In Clannad, a story in some sense as fantastical as Attack on Titan, there’s a more realistic, damaged parent/child relationship (spoilers ahead). Tomoya lives with his dad but doesn’t get along with him—his father is an alcoholic and unable to hold down a job. He has also been physically abusive in the past. Tomoya eventually moves out, but even then, his father’s actions impact him; Tomoya loses a promotion when it’s discovered that his father has been arrested.
Tomoya is bottled up with rage throughout the entire series, but eventually forgives his father. There’s a reveal that happens, but the context for why he forgives his father is maybe more important. Tomoya starts to act much like his father, even worse in some respect; eventually, he comes to realize this. The realization leads to humility, which helps Tomoya do that which he never thought he could—forgive.
Forgiveness is an unusual thing—it’s sometimes impossible to give, and other times it is all we want and desire. Held back, it can destroy relationships; given, it can restore when hope seems impossible. The grace it requires is ultimately what binds family together—successful families aren’t only built on treating each other with love, they are built on loving each other even when things go wrong. And in families that fail, of the many things that are lacking is grace.

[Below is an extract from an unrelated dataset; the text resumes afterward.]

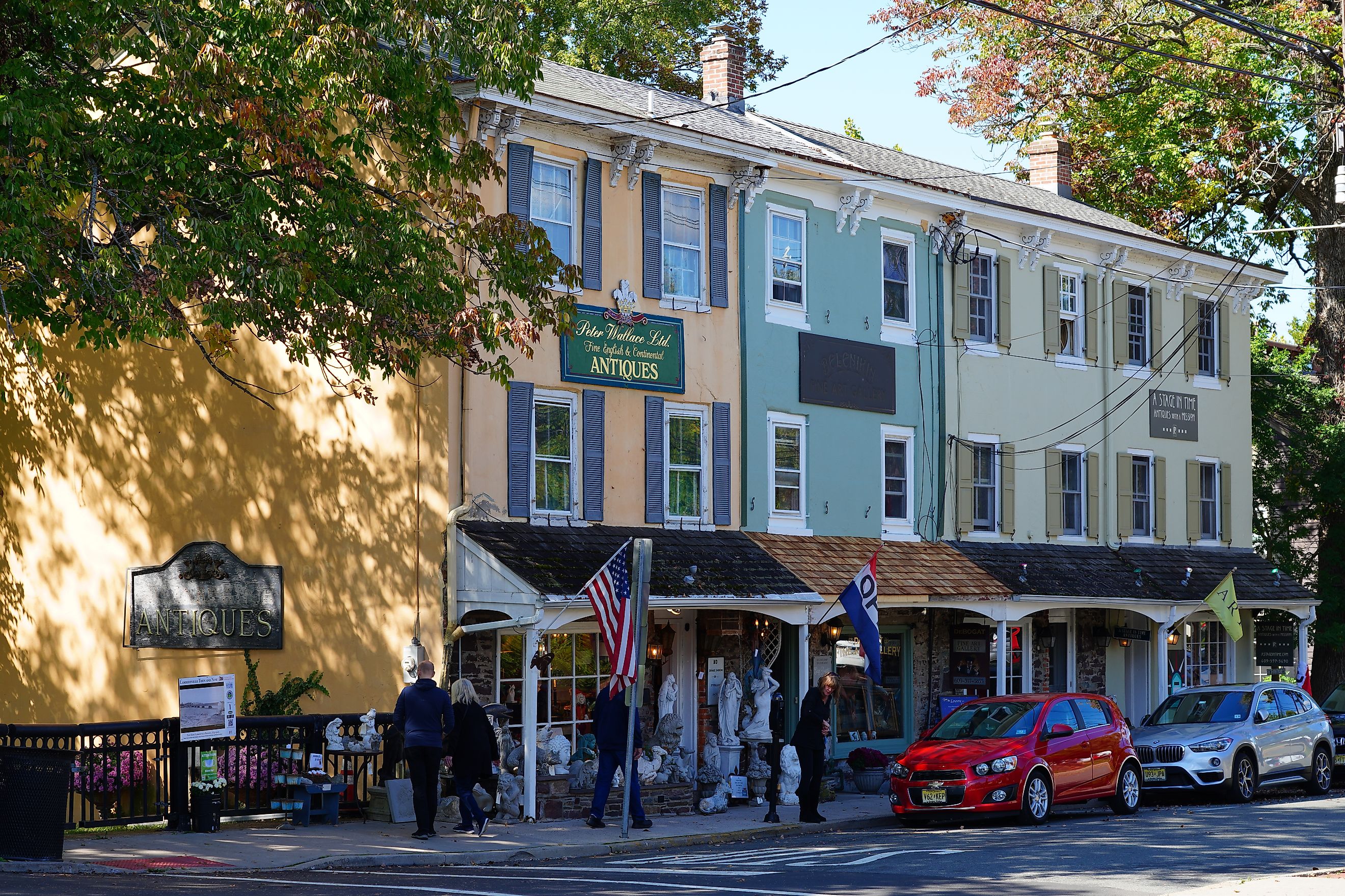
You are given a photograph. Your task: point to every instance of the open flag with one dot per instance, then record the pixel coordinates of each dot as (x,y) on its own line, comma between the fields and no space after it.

Family is complex—Attack on Titan takes that to the extreme, but many of our own situations demonstrate as much. Grace, on the other hand, is simple, but it has the power to unravel, unchain, and restore. If it’s lacking in your family now, my hope is that one day, grace will enter in and change everything, your parents’ lives as well as your own. It can happen—grace is that powerful. It’s a hope worth seeking, a hope worth looking forward to.